I love you, but I'm not in love with you

“I love you, but I’m not in love with you.”

This is a very common explanation of a breakup, and many of us have heard or said this more than once. When we say this, we are generally trying to explain ourselves by appealing to the reasonable nature of a potentially heartbroken person. However, this appeal is quite unreasonable, as it is based on the unrealistic expectation of being in love forever. The statement generally explains very little about the relationship, and after hearing it, roughly zero people feel better about being dumped. Yet it persists. 

When we say, “I love you, but I’m not in love with you,” we communicate an expectation that we should be actively in love with our primary partner throughout the life of the relationship. “In love” is essentially synonymous with “infatuated,” and commitment without infatuation defies mainstream relationship mythology, in which infatuation and commitment are braided together into an inseparable weave. This mythology does much more harm than good, but its believers tend to defend it at all costs. Nearly every young adult I have treated is under the spell of this legend of perpetual infatuation, and many people in mid-life and beyond continue to chase the high of infatuation to their own peril, repeating destructive relationship patterns with new people who are under the same spell.

When we say, “love but not in love,” we imply that merely loving someone - as opposed to being “in love” - provides infertile ground for the seeds of a long-term relationship. However, based on my own experience both clinical and personal, the inverse is true: infatuation is a terribly unstable foundation for a long-term relationship. 

The passionate experience of being in love is not only exhilarating and enlivening; it is also confusing, disruptive, and finite. In the throes of infatuation, we often lose track of valuable friendships and career ambitions. Once the intense feelings inevitably fade, we often discover that we did a poor job of getting to know the object of our passion. While infatuation seems timeless, within 18 months or so, it disappears.

However, infatuation feels amazing. To long for this seemingly boundless connection to another person is only human, and for young, blind lovers, ignorance truly is bliss. The temporary self-esteem benefits of head-over-heels infatuation can lead us to deny its limitations, and overinvestment in infatuation often leads to profoundly misguided relationship decisions – including overcommitting in a state of infatuation, or never committing because the feeling never lasts. At the root of such mistakes is a simplistic interpretation of this overwhelming feeling. The only way out of the destructive relationship patterns that result is to work through the notion that we are missing something within ourselves, along with the fantasy that some other person can replenish this deficit. 

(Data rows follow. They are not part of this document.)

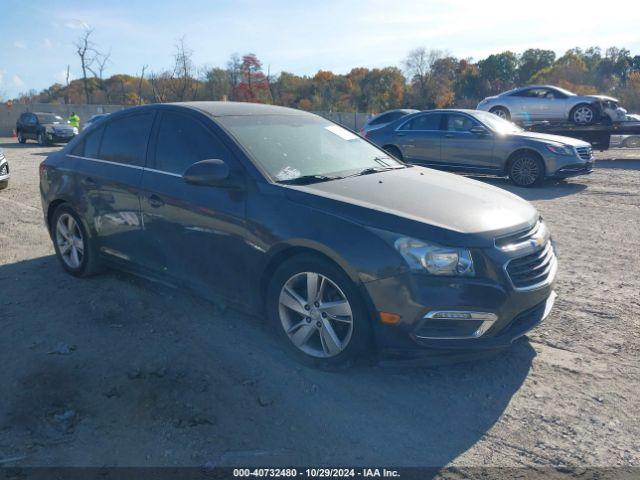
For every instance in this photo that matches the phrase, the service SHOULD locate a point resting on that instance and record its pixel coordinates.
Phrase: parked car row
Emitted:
(346, 248)
(480, 142)
(547, 102)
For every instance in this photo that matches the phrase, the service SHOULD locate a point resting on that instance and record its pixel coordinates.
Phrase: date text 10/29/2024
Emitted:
(316, 473)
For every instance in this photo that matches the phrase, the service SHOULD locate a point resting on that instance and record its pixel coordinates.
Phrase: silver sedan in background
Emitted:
(546, 102)
(385, 118)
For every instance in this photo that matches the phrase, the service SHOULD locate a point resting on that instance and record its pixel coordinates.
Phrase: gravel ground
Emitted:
(115, 370)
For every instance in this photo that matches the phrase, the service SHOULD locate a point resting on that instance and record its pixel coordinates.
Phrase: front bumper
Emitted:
(416, 297)
(574, 170)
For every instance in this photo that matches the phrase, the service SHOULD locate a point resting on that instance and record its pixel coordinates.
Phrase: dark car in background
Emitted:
(480, 142)
(4, 171)
(279, 210)
(385, 118)
(94, 118)
(45, 128)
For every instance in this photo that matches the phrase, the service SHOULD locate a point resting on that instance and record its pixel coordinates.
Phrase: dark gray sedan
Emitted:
(283, 213)
(480, 142)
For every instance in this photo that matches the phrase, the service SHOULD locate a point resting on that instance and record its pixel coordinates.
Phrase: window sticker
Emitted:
(288, 173)
(341, 132)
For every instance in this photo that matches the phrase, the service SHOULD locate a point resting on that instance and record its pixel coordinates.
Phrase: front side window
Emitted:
(49, 118)
(292, 146)
(125, 139)
(183, 141)
(428, 122)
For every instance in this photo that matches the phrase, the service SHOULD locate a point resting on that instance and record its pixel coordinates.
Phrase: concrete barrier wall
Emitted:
(8, 116)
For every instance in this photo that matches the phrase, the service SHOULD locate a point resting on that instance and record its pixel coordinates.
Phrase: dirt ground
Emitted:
(118, 371)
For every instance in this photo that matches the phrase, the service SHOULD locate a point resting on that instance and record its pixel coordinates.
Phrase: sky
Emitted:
(299, 36)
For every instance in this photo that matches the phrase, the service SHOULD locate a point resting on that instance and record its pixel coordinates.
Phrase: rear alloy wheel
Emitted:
(583, 114)
(526, 170)
(501, 112)
(72, 244)
(631, 142)
(42, 139)
(318, 312)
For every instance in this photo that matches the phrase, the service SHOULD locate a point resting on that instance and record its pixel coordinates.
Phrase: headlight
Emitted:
(434, 259)
(560, 149)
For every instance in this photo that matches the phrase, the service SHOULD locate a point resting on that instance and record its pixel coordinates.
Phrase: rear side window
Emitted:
(125, 139)
(183, 141)
(424, 122)
(459, 123)
(89, 145)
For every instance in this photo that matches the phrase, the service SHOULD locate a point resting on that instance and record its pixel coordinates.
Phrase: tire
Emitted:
(42, 139)
(85, 262)
(526, 170)
(501, 112)
(631, 142)
(583, 114)
(394, 152)
(320, 340)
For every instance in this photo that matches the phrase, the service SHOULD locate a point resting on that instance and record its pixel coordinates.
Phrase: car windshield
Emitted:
(49, 118)
(304, 146)
(495, 123)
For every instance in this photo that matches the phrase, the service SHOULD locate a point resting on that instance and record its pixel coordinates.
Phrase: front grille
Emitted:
(585, 153)
(532, 270)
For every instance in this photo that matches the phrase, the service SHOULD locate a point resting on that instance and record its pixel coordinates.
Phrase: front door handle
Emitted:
(155, 201)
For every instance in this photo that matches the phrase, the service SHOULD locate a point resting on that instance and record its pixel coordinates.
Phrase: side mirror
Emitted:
(479, 130)
(213, 172)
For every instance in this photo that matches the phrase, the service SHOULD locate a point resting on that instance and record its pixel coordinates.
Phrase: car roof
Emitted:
(225, 109)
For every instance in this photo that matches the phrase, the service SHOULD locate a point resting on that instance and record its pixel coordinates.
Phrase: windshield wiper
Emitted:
(308, 179)
(370, 170)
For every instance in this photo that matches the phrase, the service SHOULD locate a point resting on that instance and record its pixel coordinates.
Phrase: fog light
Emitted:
(389, 318)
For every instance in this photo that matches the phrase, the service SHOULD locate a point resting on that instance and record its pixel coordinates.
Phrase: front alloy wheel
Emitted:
(526, 171)
(70, 241)
(583, 115)
(316, 315)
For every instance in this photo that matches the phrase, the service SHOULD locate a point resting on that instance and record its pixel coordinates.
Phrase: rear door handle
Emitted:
(155, 201)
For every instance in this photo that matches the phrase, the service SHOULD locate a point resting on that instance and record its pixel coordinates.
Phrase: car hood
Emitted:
(57, 126)
(602, 98)
(549, 138)
(412, 200)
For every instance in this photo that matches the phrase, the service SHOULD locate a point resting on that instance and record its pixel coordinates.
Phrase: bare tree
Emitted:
(66, 91)
(144, 67)
(86, 51)
(183, 72)
(234, 68)
(418, 65)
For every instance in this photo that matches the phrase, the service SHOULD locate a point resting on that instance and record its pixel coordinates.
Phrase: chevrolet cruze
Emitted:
(276, 210)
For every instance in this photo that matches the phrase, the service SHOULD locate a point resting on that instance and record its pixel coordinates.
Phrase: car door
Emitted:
(555, 106)
(31, 126)
(419, 138)
(109, 167)
(194, 232)
(463, 148)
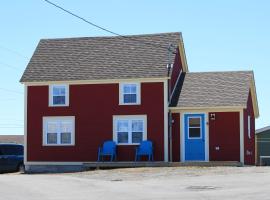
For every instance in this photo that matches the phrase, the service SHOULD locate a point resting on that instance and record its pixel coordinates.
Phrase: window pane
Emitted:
(122, 137)
(52, 127)
(133, 89)
(122, 126)
(137, 137)
(59, 100)
(127, 88)
(137, 126)
(130, 98)
(51, 138)
(195, 122)
(66, 138)
(59, 90)
(130, 88)
(66, 127)
(194, 132)
(12, 150)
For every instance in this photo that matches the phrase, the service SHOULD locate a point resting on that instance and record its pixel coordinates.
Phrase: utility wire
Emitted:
(9, 66)
(14, 52)
(8, 90)
(105, 29)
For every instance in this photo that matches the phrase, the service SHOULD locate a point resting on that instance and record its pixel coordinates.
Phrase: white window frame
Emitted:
(58, 120)
(249, 123)
(121, 93)
(194, 117)
(129, 118)
(66, 86)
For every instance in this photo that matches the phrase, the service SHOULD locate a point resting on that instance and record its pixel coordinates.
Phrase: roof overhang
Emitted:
(101, 81)
(254, 97)
(261, 130)
(207, 109)
(183, 54)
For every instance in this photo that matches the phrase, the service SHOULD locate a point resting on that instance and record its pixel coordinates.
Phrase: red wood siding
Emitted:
(249, 142)
(93, 107)
(176, 137)
(224, 132)
(177, 67)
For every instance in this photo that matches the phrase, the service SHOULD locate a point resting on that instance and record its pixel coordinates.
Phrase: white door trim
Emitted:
(182, 135)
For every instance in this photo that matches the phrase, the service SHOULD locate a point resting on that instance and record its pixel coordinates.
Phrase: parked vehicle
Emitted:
(11, 158)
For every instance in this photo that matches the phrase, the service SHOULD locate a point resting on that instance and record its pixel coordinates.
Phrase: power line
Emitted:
(12, 91)
(14, 52)
(105, 29)
(9, 66)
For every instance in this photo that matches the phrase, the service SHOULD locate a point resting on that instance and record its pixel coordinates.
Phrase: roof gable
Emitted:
(97, 58)
(215, 89)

When we leave someone because we are not actively in love, we are running away from our own self-esteem problems. Usually at the point when these words are spoken, the initial infatuation has run its brief course, and the speaker is reacting to the anxiety brought on by a natural decrease in self-esteem. The resulting sense of missing something will drag that person into the next relationship in search of another intense boost, along with another denial of its ephemerality. 

In order to achieve a more lasting and less hormonally driven commitment in future relationships, we must carefully examine the nature of our investment in the mythology of romantic love. The unexamined expectations we bring to adult relationships are often their undoing, and therapeutic reconsideration of these expectations can lead to surprisingly different relationship outcomes.